The vulnerability targeted was patched last year by Magento, but admins may not have updated

Credit: IDGNS

Attackers are still trying to find Magento installations that haven't patched a particularly bad vulnerability, this time trying to deliver malware that has been renamed as a patch.

The bogus patch purports to fix a flaw known as the Shoplift Bug, or SUPEE-5344, wrote Denis Sinegubko, a senior malware researcher with Sucuri.

"While the patch was released February 2015, many sites unfortunately did not update," he wrote. "This gave hackers an opportunity to compromise thousands of Magento powered online stores."

Magento, which eBay sold to investment fund Permira in November, is one of the most popular e-commerce and content management platforms. It's used by companies including Nike, Olympus and Ghirardelli Chocolate.

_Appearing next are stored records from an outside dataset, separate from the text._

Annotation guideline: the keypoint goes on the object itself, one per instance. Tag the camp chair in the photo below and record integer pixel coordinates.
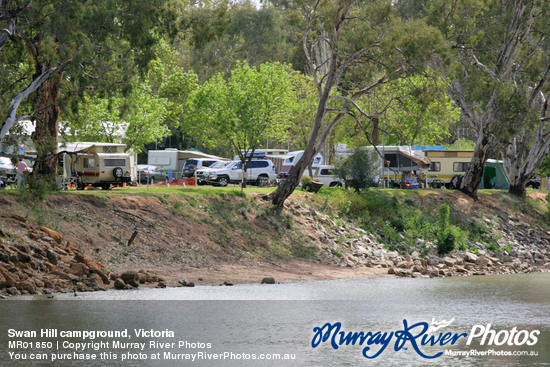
(410, 185)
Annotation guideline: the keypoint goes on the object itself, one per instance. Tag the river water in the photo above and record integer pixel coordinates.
(243, 322)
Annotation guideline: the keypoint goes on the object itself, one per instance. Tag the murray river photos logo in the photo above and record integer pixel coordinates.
(419, 337)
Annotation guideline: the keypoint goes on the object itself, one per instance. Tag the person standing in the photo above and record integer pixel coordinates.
(21, 169)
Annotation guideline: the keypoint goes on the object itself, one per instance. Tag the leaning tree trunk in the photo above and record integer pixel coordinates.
(485, 146)
(47, 125)
(286, 188)
(522, 159)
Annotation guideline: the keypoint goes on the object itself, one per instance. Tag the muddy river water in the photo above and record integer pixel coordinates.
(460, 321)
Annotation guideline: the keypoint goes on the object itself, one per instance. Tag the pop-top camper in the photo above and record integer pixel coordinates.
(96, 164)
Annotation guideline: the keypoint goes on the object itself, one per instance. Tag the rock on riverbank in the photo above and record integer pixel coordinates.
(522, 249)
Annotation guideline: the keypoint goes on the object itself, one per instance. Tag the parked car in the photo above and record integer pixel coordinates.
(259, 172)
(203, 172)
(193, 164)
(150, 174)
(534, 183)
(6, 166)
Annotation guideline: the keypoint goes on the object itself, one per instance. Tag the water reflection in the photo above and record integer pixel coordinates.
(280, 318)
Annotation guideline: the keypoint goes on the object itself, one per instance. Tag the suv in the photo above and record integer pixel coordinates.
(193, 164)
(203, 173)
(258, 172)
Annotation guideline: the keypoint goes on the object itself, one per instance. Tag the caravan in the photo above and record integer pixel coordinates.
(96, 164)
(292, 158)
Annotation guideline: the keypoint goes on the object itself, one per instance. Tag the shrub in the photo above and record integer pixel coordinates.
(359, 169)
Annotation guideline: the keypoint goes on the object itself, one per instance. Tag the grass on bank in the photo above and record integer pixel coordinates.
(405, 220)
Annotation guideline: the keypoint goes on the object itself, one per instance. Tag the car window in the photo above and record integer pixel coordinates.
(219, 164)
(115, 162)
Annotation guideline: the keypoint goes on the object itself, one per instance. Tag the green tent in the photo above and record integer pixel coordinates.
(493, 176)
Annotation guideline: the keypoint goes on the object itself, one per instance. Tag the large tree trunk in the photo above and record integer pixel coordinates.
(287, 187)
(522, 159)
(47, 124)
(375, 130)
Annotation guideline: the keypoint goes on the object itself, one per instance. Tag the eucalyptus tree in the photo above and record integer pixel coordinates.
(355, 46)
(55, 50)
(137, 118)
(501, 82)
(252, 105)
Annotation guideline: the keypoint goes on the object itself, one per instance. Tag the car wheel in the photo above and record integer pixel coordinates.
(262, 180)
(223, 181)
(117, 172)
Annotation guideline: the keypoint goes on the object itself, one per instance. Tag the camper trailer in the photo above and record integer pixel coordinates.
(174, 161)
(395, 163)
(96, 165)
(446, 164)
(292, 158)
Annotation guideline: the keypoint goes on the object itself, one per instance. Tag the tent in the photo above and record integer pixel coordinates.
(494, 176)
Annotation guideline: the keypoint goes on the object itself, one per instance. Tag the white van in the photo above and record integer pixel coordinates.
(325, 175)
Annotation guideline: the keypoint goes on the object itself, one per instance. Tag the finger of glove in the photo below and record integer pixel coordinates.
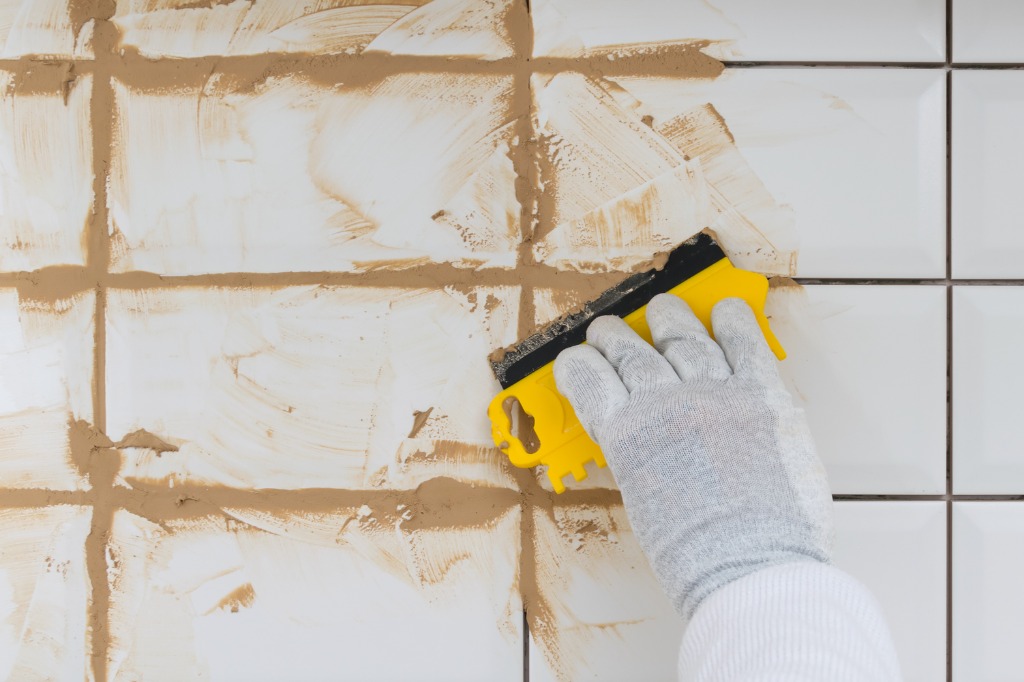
(742, 341)
(591, 384)
(682, 339)
(639, 366)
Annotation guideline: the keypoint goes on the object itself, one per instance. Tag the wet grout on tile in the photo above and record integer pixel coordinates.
(45, 390)
(43, 593)
(291, 174)
(600, 613)
(741, 30)
(306, 386)
(274, 596)
(436, 28)
(45, 168)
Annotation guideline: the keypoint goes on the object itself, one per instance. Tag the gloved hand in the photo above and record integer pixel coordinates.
(717, 468)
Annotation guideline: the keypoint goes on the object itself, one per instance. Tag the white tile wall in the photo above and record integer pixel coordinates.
(988, 595)
(869, 31)
(855, 156)
(988, 434)
(306, 386)
(44, 593)
(898, 550)
(250, 598)
(272, 151)
(987, 31)
(868, 365)
(987, 169)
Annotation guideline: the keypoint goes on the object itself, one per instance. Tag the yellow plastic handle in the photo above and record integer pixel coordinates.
(557, 438)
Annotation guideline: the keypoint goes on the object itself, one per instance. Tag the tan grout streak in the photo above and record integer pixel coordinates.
(101, 462)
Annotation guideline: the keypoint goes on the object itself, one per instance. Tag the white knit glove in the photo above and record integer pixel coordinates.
(717, 468)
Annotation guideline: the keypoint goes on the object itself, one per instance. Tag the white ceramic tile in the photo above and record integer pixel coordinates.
(987, 31)
(45, 389)
(306, 386)
(797, 30)
(987, 171)
(44, 590)
(464, 28)
(840, 172)
(868, 365)
(294, 174)
(45, 169)
(336, 595)
(51, 29)
(988, 594)
(988, 433)
(898, 551)
(603, 614)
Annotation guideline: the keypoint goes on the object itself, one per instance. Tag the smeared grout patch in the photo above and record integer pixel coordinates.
(627, 185)
(45, 171)
(305, 386)
(43, 593)
(621, 192)
(264, 178)
(309, 591)
(598, 596)
(45, 385)
(442, 28)
(55, 29)
(165, 28)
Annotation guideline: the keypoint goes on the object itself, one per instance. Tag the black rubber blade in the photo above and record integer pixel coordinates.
(686, 260)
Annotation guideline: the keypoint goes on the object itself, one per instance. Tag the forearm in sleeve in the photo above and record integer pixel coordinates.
(797, 622)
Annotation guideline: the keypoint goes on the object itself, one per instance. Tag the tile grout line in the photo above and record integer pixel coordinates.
(519, 26)
(101, 462)
(949, 342)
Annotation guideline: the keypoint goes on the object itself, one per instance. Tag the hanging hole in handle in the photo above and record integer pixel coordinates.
(522, 424)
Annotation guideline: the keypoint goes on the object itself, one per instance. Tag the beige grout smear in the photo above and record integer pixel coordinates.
(43, 593)
(583, 28)
(599, 596)
(621, 192)
(45, 175)
(45, 389)
(43, 28)
(296, 176)
(306, 386)
(299, 594)
(463, 28)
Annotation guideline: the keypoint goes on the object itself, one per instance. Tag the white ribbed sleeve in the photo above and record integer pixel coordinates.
(794, 623)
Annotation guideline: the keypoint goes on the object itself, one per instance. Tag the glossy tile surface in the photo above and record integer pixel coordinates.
(43, 593)
(765, 157)
(868, 365)
(987, 31)
(252, 595)
(988, 332)
(306, 386)
(898, 551)
(45, 168)
(988, 154)
(870, 31)
(988, 597)
(466, 28)
(264, 180)
(45, 390)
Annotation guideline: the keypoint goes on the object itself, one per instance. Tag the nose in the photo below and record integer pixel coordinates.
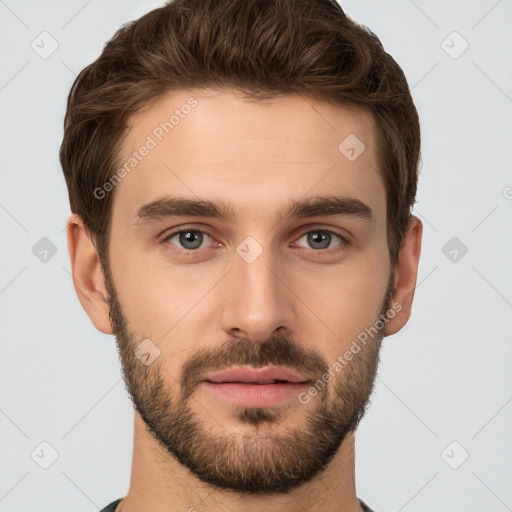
(259, 298)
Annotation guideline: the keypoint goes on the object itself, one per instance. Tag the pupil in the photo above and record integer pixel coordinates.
(319, 237)
(190, 237)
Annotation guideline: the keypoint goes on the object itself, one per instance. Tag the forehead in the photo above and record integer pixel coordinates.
(254, 155)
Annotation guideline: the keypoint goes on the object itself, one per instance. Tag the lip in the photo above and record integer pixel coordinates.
(248, 375)
(251, 387)
(255, 395)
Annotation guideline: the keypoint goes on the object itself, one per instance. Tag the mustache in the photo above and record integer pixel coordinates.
(276, 351)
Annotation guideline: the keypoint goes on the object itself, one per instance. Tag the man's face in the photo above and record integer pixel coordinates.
(260, 288)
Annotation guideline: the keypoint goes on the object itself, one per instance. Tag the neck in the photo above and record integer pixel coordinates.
(160, 483)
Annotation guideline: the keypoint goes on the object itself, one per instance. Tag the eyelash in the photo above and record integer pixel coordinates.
(193, 252)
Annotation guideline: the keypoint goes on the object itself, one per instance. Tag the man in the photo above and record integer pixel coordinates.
(241, 175)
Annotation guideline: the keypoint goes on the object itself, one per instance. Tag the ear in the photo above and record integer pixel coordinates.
(405, 275)
(88, 278)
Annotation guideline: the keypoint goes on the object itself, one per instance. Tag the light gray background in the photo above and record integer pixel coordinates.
(445, 377)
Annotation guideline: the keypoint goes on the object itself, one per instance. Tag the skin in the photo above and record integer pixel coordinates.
(258, 157)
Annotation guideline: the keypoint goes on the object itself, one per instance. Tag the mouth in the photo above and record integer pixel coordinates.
(247, 375)
(252, 387)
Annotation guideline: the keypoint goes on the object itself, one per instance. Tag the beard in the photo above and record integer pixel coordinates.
(260, 461)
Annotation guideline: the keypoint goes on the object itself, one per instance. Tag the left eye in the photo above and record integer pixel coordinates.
(190, 239)
(321, 238)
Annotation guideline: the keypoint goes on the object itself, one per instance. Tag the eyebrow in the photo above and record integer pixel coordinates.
(298, 208)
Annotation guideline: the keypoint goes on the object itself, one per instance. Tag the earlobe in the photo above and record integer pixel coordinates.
(87, 275)
(406, 273)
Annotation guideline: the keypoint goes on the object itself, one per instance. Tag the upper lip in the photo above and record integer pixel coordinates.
(259, 375)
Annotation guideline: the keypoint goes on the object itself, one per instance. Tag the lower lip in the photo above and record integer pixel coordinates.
(256, 395)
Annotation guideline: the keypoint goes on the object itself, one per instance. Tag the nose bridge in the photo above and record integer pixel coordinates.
(259, 301)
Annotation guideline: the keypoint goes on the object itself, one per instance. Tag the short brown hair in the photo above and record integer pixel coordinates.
(262, 48)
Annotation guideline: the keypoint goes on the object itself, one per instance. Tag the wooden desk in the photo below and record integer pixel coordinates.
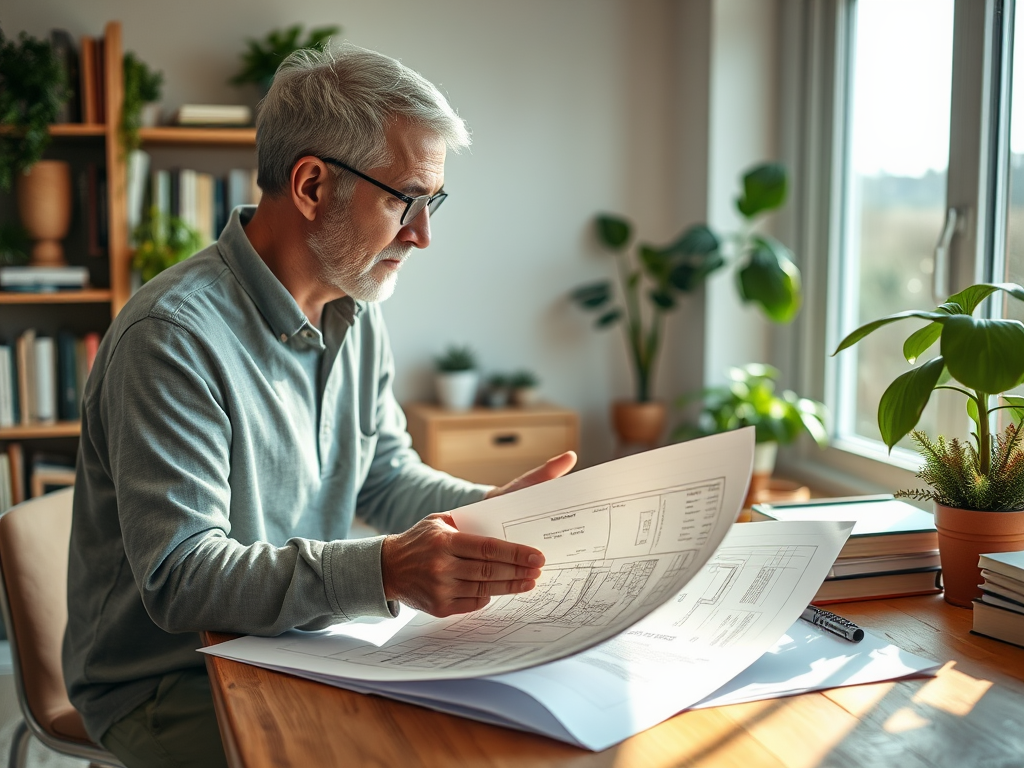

The Shoplift Bug is a remote code execution vulnerability. If exploited, it can give attackers administrative access to an e-commerce store. At that point, a range of bad outcomes are possible.

Other fraudulent administrator accounts can be create or other malware installed. Sinegubko wrote hackers appended JavaScript to certain files that stripped out payment card information or modified PHP files to collect payment information during processing.

"Regardless of technique employed, the results were the same; customer credit card information was being stolen and siphoned off to the hackers," he wrote.

Even nine months after Magento patched the Shoplift Bug, a rash of new infections was detected that delivered the Neutrino exploit kit. In those instances, compromised Magento sites pulled content from a malicious domain that tried to deliver malware to victims using Neutrino.

The vulnerable Magento versions are CE prior to and EE prior to

Sinegubko recommended that Magento admins ensure they're using the latest version, change passwords, investigate admin accounts and monitor the integrity of Magento's files.

An earlier version of this story misidentified Magento's owner in the fourth paragraph.